神奈川県横浜市の広報紙『広報よこはま 平成30年1月号』に、「よこはまの水」という記事を見つけ、そんな遥か昔に聞いた話を思い出してしまいました。
記事が伝えるのは、「水道工事」についてです。集められ、きれいになった水は、水道管を通って各家庭に届けられます。水道管は、水の旅の最終章…といったところでしょうか。横浜市内に張り巡らされた水道管の長さは、なんと約9,200km。横浜からアメリカのロサンゼルスまでの距離とほぼ同じ長さになるのだそう。
その水道管の、高度経済成長期に設置された約2,400kmに及ぶ部分が老朽化し、取り替えなくてはいけない時期を迎えています。そのため横浜市では目下、年間約110kmを目標に古くなった水道管を取り替えているというわけです。

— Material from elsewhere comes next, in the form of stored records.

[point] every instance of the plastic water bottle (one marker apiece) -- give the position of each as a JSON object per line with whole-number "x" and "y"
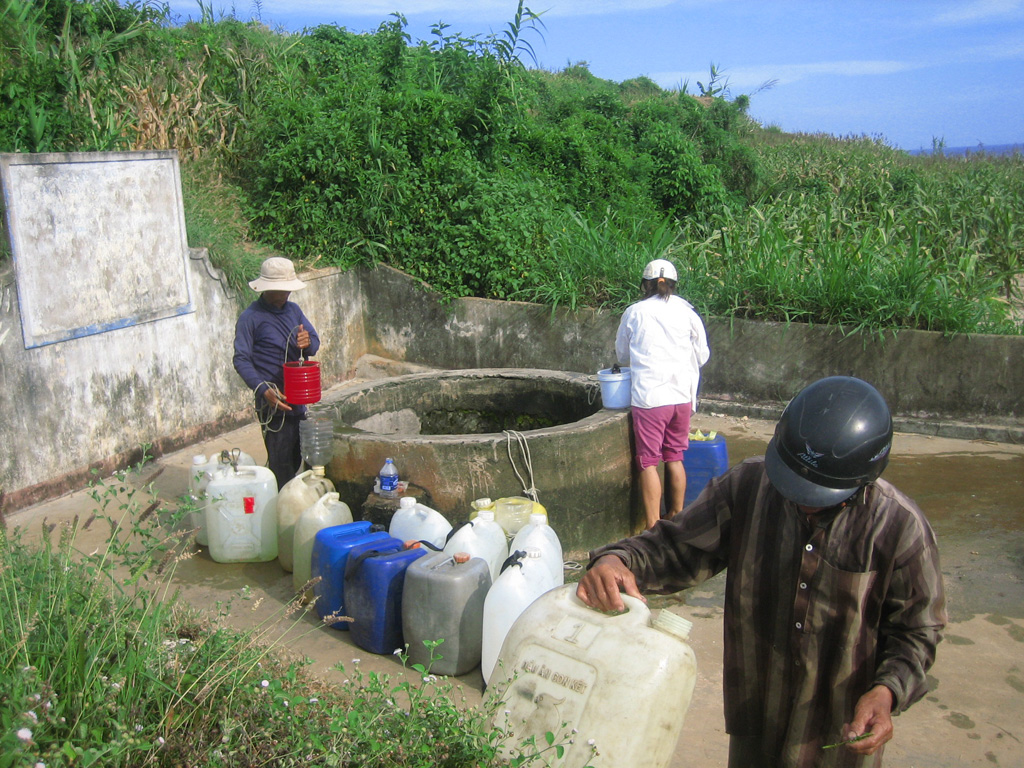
{"x": 389, "y": 479}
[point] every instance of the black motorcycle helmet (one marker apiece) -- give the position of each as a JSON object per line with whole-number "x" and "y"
{"x": 833, "y": 438}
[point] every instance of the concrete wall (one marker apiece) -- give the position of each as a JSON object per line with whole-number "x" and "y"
{"x": 961, "y": 386}
{"x": 92, "y": 401}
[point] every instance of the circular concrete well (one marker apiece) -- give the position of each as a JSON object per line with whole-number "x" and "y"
{"x": 465, "y": 434}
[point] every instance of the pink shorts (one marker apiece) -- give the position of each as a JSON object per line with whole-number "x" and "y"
{"x": 662, "y": 433}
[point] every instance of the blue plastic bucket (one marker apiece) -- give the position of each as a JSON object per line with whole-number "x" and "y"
{"x": 702, "y": 461}
{"x": 614, "y": 388}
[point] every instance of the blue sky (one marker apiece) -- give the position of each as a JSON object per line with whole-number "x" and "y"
{"x": 906, "y": 71}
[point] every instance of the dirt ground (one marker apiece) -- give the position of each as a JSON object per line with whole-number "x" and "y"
{"x": 971, "y": 491}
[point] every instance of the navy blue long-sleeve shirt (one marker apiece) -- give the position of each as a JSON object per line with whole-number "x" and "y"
{"x": 263, "y": 335}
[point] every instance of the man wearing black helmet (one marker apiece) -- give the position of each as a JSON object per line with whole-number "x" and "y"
{"x": 834, "y": 599}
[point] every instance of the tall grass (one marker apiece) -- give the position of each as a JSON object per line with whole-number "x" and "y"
{"x": 454, "y": 162}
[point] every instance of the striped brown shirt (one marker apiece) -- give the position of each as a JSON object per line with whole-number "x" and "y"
{"x": 816, "y": 610}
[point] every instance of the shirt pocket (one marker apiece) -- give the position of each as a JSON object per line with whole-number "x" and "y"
{"x": 843, "y": 612}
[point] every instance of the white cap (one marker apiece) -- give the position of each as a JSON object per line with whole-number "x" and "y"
{"x": 659, "y": 268}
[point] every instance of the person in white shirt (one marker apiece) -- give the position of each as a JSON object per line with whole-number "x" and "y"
{"x": 664, "y": 342}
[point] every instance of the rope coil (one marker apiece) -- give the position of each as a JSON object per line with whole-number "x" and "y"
{"x": 527, "y": 491}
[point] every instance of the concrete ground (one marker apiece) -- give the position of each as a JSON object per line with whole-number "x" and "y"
{"x": 971, "y": 491}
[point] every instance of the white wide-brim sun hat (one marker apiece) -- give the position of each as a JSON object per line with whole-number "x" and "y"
{"x": 659, "y": 268}
{"x": 276, "y": 273}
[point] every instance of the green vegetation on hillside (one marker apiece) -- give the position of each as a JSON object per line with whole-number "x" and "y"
{"x": 450, "y": 159}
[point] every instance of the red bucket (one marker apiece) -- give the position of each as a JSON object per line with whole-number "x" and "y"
{"x": 302, "y": 382}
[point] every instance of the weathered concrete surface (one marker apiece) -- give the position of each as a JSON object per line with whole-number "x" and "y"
{"x": 90, "y": 402}
{"x": 585, "y": 457}
{"x": 927, "y": 378}
{"x": 971, "y": 716}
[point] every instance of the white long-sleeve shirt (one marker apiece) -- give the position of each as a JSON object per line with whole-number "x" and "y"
{"x": 665, "y": 344}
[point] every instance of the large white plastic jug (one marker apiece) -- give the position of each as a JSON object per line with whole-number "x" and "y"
{"x": 242, "y": 514}
{"x": 202, "y": 473}
{"x": 512, "y": 513}
{"x": 325, "y": 512}
{"x": 539, "y": 534}
{"x": 295, "y": 498}
{"x": 415, "y": 521}
{"x": 481, "y": 538}
{"x": 524, "y": 579}
{"x": 565, "y": 663}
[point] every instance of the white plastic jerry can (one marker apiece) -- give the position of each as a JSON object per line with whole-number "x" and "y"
{"x": 564, "y": 663}
{"x": 296, "y": 497}
{"x": 327, "y": 511}
{"x": 201, "y": 474}
{"x": 242, "y": 514}
{"x": 416, "y": 522}
{"x": 524, "y": 578}
{"x": 539, "y": 534}
{"x": 481, "y": 538}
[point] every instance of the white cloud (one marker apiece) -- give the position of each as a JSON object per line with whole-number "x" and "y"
{"x": 980, "y": 10}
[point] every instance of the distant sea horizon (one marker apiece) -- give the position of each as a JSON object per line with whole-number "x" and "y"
{"x": 977, "y": 150}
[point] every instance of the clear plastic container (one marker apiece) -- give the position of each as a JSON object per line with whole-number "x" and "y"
{"x": 512, "y": 513}
{"x": 199, "y": 479}
{"x": 481, "y": 538}
{"x": 517, "y": 586}
{"x": 327, "y": 512}
{"x": 417, "y": 522}
{"x": 295, "y": 498}
{"x": 539, "y": 534}
{"x": 242, "y": 514}
{"x": 316, "y": 439}
{"x": 564, "y": 662}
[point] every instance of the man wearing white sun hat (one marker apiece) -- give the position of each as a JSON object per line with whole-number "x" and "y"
{"x": 664, "y": 342}
{"x": 270, "y": 332}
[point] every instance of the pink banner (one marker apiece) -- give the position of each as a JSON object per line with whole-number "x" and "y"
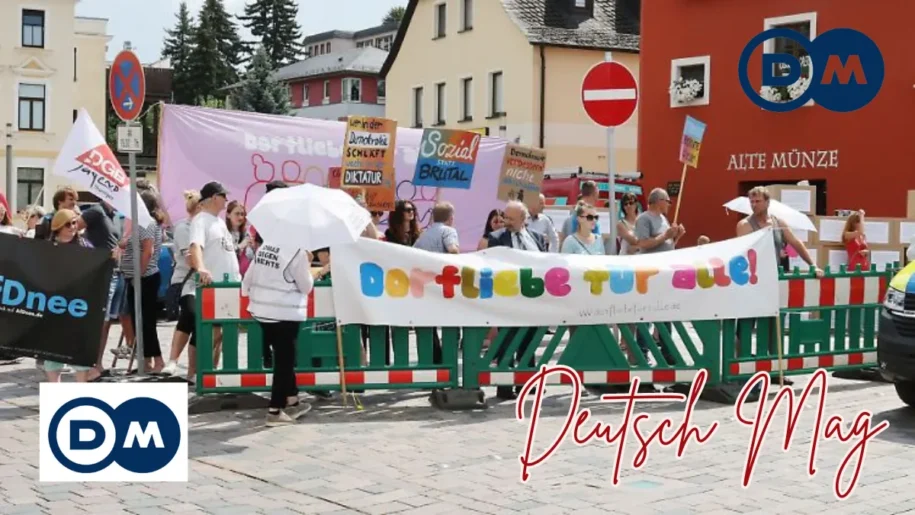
{"x": 245, "y": 151}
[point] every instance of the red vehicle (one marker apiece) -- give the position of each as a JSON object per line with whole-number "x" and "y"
{"x": 562, "y": 187}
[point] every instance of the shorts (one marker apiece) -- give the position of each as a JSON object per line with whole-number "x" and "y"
{"x": 117, "y": 297}
{"x": 55, "y": 366}
{"x": 186, "y": 317}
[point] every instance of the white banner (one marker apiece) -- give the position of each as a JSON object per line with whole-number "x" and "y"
{"x": 378, "y": 283}
{"x": 88, "y": 161}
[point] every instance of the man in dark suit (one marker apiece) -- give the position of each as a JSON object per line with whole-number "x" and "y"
{"x": 515, "y": 235}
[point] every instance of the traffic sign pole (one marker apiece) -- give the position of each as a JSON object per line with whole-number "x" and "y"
{"x": 137, "y": 273}
{"x": 127, "y": 90}
{"x": 611, "y": 175}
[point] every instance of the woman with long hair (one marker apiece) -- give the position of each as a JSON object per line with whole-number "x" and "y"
{"x": 237, "y": 223}
{"x": 150, "y": 249}
{"x": 403, "y": 228}
{"x": 629, "y": 212}
{"x": 181, "y": 279}
{"x": 65, "y": 231}
{"x": 494, "y": 222}
{"x": 856, "y": 242}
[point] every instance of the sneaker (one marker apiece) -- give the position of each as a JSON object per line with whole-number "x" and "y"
{"x": 297, "y": 410}
{"x": 279, "y": 419}
{"x": 170, "y": 369}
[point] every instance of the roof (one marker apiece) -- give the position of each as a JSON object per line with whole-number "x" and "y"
{"x": 614, "y": 26}
{"x": 345, "y": 34}
{"x": 364, "y": 60}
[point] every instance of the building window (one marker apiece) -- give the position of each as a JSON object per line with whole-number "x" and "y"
{"x": 440, "y": 103}
{"x": 806, "y": 25}
{"x": 467, "y": 99}
{"x": 689, "y": 81}
{"x": 352, "y": 90}
{"x": 32, "y": 28}
{"x": 466, "y": 14}
{"x": 29, "y": 183}
{"x": 441, "y": 24}
{"x": 496, "y": 105}
{"x": 31, "y": 107}
{"x": 418, "y": 107}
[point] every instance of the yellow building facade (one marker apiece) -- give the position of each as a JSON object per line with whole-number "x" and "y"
{"x": 51, "y": 64}
{"x": 513, "y": 69}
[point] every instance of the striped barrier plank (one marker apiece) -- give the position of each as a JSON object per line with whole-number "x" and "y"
{"x": 804, "y": 363}
{"x": 353, "y": 377}
{"x": 831, "y": 291}
{"x": 229, "y": 304}
{"x": 591, "y": 377}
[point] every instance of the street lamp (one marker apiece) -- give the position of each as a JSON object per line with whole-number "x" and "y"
{"x": 10, "y": 179}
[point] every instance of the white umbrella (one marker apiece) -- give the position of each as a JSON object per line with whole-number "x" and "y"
{"x": 309, "y": 217}
{"x": 792, "y": 217}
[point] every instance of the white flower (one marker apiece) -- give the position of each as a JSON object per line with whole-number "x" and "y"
{"x": 685, "y": 91}
{"x": 770, "y": 94}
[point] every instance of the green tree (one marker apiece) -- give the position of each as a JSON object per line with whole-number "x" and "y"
{"x": 216, "y": 51}
{"x": 260, "y": 92}
{"x": 178, "y": 48}
{"x": 395, "y": 15}
{"x": 273, "y": 23}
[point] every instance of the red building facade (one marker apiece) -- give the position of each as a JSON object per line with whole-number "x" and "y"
{"x": 861, "y": 159}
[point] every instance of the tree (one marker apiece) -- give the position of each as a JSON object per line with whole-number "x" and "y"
{"x": 260, "y": 92}
{"x": 395, "y": 15}
{"x": 177, "y": 48}
{"x": 216, "y": 51}
{"x": 274, "y": 24}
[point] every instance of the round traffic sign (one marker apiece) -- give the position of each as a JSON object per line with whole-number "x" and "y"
{"x": 609, "y": 94}
{"x": 127, "y": 85}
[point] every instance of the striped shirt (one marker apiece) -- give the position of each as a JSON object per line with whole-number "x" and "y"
{"x": 152, "y": 232}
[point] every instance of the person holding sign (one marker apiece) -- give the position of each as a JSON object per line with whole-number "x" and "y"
{"x": 277, "y": 285}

水道管を取り替えるのですから、当然、その間は断水しなくてはいけません。しかし、私たちにとって生命線である水のこと。横浜市では断水を最小限にするように工夫して、工事を進めているといいます。そのため同じ場所を何度も掘ることもあるようで、水道工事への理解と協力を求めていました。
私たちは、蛇口をひねると水がでてくることを当たり前のこととして、日々過ごしています。そして、その過程を想像することも、まずありません。それどころか水道工事で道路がふさがれ、少し迂回する羽目になっただけでも、イライラしてしまいがちです。
しかし、世界保健機関(WHO)によると、安全な水を飲めない人の数は世界で11億人以上おり、それは世界人口のおよそ1/6にあたるといいます。私たちは、過去も含めた、いろいろな人の努力によって、この便利な「水道」の恩恵にあずかっていることを、今一度、思い起こす必要があるのではないか―。「よこはまの水」は、水道から水がでる…という、当たり前のように感じてしまう日常について、考えさせられる記事でした。